Deidentified lung samples with diffuse alveolar damage were obtained from the Department of Pathology archives of the University of Colorado, as previously described (23). Control lung tissues were collected from deidentified organ donors procured by the International Institute for the Advancement of Medicine (Exton, PA), or the National Disease Research Institute (Philadelphia, PA).

Statistical Analysis

Data are shown as means (± SEM). Comparison between two groups was performed using t tests. We performed multiple comparisons by ANOVA with Tukey’s post hoc testing. For comparisons between groups, two-way ANOVA was performed to detect differential effects of LPS with post hoc t testing. A P value of less than 0.05 was considered significant. Data were analyzed using GraphPad Prism 4 (La Jolla, CA).

Results

Intravenous LPS Induces Pulmonary Vascular Permeability

Because sepsis is one of the most common precipitating causes of ALI (2, 3), we created a murine model of endotoxemia-induced pulmonary vascular permeability to recapitulate the early signaling events in sepsis-induced ALI. Adult male WT mice were subjected to intravenous PBS or LPS at increasing doses for 6 hours. This time point was chosen on the basis of prior published work (24). As shown in Figures 1A and 1B, there is a dose-dependent increase in the amount of Evans blue dye (EBD) extravasation and wet-to-dry lung weight ratios. There was no statistical difference in the amount of capillary leakage in mice exposed to 7.5 mg/kg of LPS compared with 10 mg/kg of LPS.

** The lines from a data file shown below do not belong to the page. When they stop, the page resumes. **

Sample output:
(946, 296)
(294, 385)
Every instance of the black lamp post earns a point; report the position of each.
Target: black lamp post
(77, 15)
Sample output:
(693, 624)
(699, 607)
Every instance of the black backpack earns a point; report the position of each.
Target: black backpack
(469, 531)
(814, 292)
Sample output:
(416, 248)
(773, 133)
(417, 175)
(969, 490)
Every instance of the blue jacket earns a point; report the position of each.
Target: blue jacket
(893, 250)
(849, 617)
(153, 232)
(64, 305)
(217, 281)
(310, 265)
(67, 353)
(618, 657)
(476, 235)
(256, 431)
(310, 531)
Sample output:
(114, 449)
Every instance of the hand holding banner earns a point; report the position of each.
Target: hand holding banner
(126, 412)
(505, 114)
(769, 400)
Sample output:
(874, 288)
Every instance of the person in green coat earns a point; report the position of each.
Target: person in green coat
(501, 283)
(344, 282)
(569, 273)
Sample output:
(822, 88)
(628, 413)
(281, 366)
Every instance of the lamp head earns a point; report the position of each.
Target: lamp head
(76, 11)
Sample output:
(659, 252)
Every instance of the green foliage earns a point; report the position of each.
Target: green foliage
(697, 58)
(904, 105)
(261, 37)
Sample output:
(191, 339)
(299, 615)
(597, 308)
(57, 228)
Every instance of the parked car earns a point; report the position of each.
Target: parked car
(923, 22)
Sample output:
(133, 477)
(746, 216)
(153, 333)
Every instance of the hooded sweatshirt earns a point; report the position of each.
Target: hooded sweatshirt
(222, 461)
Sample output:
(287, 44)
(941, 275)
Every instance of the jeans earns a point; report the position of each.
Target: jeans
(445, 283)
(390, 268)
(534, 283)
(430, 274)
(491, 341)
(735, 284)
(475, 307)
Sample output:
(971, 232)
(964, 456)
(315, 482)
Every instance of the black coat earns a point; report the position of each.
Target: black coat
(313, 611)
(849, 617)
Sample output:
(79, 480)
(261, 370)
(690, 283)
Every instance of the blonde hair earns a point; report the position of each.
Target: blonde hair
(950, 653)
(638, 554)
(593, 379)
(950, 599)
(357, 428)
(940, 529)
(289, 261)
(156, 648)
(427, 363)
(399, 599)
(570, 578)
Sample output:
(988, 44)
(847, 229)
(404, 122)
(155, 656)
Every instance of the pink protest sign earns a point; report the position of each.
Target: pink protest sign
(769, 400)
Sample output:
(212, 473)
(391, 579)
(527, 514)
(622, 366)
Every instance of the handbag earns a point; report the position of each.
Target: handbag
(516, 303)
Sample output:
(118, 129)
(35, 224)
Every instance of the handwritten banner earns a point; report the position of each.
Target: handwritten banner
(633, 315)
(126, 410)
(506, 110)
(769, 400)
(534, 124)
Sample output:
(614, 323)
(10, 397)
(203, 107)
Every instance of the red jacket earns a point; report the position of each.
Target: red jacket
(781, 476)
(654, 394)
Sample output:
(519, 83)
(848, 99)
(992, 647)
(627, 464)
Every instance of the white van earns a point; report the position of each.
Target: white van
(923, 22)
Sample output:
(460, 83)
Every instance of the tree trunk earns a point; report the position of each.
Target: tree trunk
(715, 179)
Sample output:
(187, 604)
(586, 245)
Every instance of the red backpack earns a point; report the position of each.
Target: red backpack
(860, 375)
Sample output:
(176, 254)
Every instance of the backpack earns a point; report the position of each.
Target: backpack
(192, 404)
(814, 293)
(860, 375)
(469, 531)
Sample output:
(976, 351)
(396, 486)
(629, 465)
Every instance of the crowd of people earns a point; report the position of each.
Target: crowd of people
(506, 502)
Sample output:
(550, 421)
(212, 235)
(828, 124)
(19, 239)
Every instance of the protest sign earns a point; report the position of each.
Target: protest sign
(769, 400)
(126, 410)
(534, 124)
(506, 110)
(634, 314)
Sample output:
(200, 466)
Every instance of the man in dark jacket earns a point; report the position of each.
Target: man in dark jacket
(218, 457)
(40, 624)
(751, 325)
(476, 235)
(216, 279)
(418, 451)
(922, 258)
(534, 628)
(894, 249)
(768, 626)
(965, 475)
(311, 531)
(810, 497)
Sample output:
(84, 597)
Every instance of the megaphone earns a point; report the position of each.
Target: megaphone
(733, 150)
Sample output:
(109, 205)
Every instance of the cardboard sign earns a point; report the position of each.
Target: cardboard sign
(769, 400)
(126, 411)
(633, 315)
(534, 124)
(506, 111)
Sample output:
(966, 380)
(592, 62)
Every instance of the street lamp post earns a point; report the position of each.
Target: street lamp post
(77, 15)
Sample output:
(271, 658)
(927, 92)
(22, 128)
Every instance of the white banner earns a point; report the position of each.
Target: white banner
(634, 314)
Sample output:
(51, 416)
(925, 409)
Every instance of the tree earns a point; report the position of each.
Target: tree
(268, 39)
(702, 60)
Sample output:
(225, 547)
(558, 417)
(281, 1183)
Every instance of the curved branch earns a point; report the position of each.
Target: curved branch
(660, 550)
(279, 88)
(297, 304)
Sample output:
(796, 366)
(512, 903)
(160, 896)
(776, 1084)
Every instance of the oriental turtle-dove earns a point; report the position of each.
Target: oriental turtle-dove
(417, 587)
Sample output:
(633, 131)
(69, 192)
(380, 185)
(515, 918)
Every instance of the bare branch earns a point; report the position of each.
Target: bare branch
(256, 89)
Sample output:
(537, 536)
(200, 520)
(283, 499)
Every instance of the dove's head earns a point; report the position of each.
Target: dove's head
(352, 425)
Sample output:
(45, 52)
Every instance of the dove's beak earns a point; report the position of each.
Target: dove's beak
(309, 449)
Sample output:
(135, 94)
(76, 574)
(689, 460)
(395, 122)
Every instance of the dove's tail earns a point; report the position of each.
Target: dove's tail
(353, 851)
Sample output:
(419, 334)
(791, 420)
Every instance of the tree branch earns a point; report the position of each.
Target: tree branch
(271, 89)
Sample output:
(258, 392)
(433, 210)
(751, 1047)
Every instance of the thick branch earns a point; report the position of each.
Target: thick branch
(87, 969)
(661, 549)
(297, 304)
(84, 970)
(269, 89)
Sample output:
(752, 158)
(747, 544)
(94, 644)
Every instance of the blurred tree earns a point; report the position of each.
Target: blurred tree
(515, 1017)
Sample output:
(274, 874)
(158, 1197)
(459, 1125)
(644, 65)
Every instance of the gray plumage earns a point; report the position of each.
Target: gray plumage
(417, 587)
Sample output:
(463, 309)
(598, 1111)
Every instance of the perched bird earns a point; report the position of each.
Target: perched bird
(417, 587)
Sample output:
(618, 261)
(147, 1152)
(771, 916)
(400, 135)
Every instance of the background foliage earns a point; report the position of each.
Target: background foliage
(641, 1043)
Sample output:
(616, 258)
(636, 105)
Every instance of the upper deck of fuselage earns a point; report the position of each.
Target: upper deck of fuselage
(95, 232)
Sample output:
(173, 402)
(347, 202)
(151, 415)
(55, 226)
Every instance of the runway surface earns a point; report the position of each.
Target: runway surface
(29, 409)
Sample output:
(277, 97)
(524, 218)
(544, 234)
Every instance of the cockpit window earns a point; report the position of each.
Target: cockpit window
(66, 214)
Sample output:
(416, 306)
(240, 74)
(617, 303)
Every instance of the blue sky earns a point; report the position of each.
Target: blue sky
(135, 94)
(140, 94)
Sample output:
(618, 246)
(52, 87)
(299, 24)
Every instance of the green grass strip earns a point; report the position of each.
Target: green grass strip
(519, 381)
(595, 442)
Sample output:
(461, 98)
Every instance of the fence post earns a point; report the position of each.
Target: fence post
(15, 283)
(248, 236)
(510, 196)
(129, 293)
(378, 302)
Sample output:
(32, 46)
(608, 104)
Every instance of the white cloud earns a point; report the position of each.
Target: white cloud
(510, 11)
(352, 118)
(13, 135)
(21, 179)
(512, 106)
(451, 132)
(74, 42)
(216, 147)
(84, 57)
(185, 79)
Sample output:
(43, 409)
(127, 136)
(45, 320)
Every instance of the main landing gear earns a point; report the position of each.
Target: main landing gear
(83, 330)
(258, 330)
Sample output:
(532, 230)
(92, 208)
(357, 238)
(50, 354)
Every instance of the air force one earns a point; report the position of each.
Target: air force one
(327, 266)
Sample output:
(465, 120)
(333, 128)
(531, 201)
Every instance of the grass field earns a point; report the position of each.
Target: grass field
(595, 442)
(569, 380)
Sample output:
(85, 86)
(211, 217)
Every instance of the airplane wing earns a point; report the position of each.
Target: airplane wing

Intravenous LPS Induces Apoptosis within the Lung

As shown in Figure 1C, there is marked cleavage (i.e., activation) of caspase 3 in total lung homogenates after 6 hours of exposure to intravenous LPS as compared with PBS. The antibody against total caspase 3 recognizes both the total, pro–caspase 3 (∼ 34 kD), as well as cleaved caspase 3, which is comprised of the approximately 17-kD fragment and the large fragment that is still associated with the prodomain (∼ 19 kD) (25). To determine if the activation of the apoptotic cascade (i.e., cleavage of caspase 3) in fact culminated in apoptosis, TUNEL staining was performed. There was a marked increase in the amount of TUNEL-positive cells in lung tissue sections of mice exposed to intravenous LPS as compared with PBS (Figure 1D). As TUNEL-positive staining can also result from other forms of cell death (i.e., necrosis), we assessed for DNA laddering from the DNA isolated from lungs of mice exposed to LPS to confirm that the positive TUNEL staining resulted from apoptosis. As shown in Figure 1E, there is significant DNA laddering, signifying internucleosomal degradation of DNA characteristic of apoptosis, in lungs of mice exposed to LPS. Finally, to demonstrate that caspase-dependent apoptosis is a pathogenic factor in this model of LPS-induced pulmonary vascular permeability, we inhibited apoptosis with the broad-spectrum caspase inhibitor, z-ASP. As shown in Figure E1A in the online supplement, the LPS-induced increase in EBD extravasation is completely abrogated with z-ASP pretreatment.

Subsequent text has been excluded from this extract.